Bugün için, Türklam’dan başka kesin kuralları ve yazılı bir kitabı yoktur. Bu nedenle yanlış yönlere götürülebilir, tartışmada insanların düşünceleri ve gönülleri bulandırılabilir. Türklam bu eksikliği giderecek ana kitaptır.
Henüz Türk laik felsefesinin yazarları ve düşünürleri yoktur. Kendisini diğer felsefelerden ayıracak anlatım biçimini, kendisini kanıtlayacak mantık yollarını bulamamış, kullanılan kalıpları kurallar halinde bir kitap haline getirilememiştir. İşte Türklam bu boşluğu dolduracak ana kitaptır.
Laiklik Cumhuriyetin emredici ve kısıtlayıcı birkaç yasasının arkasına sığınmış gözükmektedir, ancak gerçekte sanıldığından daha yaygın kabul görmüştür de yaygın kabul gören kurallarının ne olduğu, ne olmadığı; bunları kabul eden kişilerin kimler olduğu tam belli değildir.
Emredici ve kısıtlayıcı yasaların uygulanmadığı ve kaldırıldığı durumda toplumsal karışıklığın boyutlarının çok daha fazla artacağı ve laik insanlarda umutsuzluk ve mutsuzluk gelişeceği kesindir. Bu durum 1980lerde ve sonrasında yaşanmıştır.
Dincilerde ise mutsuzluk ve umutsuzluk artmayacaktır; çünkü onlar düşünmezler ve sadece önceden belirlenen ve değişmeyen kurallara inanırlar.
Tarih nehrinin uzunluğu göz önüne alındığında, laik düşünce ve laik yaşam, Türkiye için, bir yenidoğandır, bebek bile değil.
İşte bu düşünceyi sizler besleyecek, önce bebek ve sonra çocuk haline sizler getireceksiniz, laik yaşama inanan, Cumhuriyetin düşünce yapısı serbest ve özgür sayın yurttaşları!
Bakalım erginlik çağına ulaşabilecek mi?
Ortam sağlanırsa neden olmasın? Ben Türklam’ım diyebilirseniz, derseniz neden olmasın?

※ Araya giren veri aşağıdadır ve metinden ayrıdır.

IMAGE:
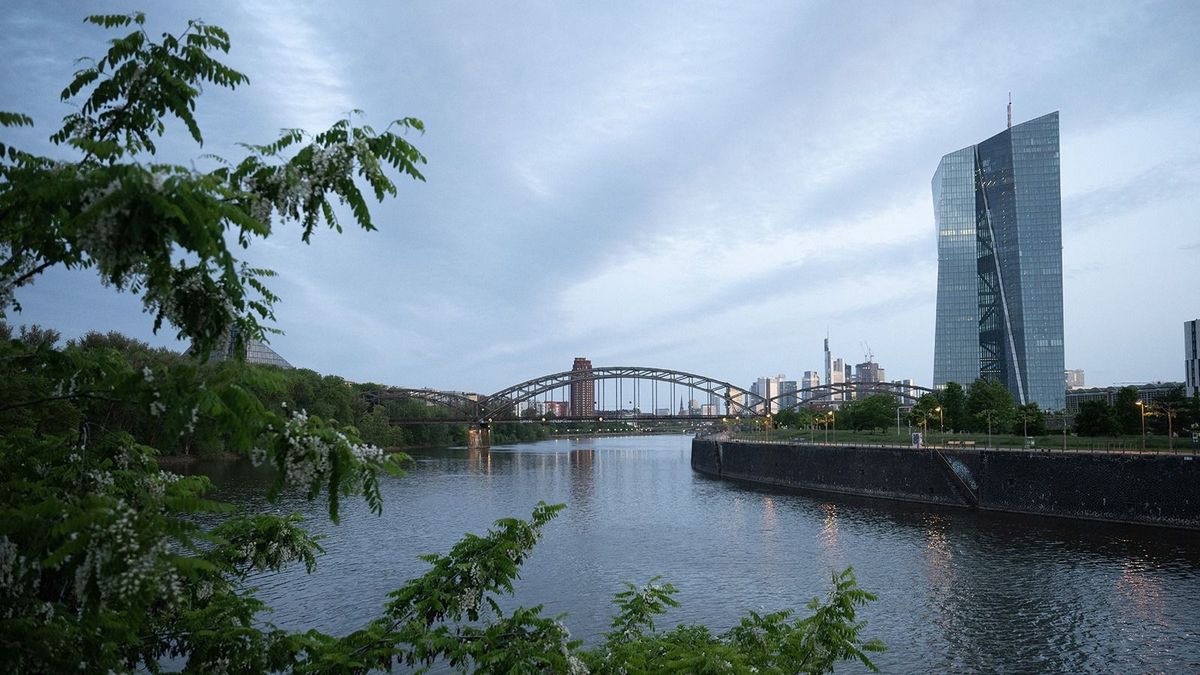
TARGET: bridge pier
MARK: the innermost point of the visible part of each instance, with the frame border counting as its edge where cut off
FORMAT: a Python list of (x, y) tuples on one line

Kimliğini ben Türklam’ım diye adlandırabilen ve tanımlayabilen kişi ayni zamanda “ This is a free country,* ” diyebilecek ve bunu övünçle, kıvançla bütün dünyaya duyurabilecektir.
*= Burası özgür bir ülkedir. Bu değim önce Amerika Birleşik Devletlerinde başlamış ve sonra özgür batı ülkelerinde de kullanılmıştır. Ben, düşüncesi serbest, özgür bir ülkenin vatandaşıyım ve bana baskı uygulayamazsınız anlamına kullanılmaktadır. Düşünce ve basın özgürlüğü ve yansız adaleti olan ülkeler için geçerlidir.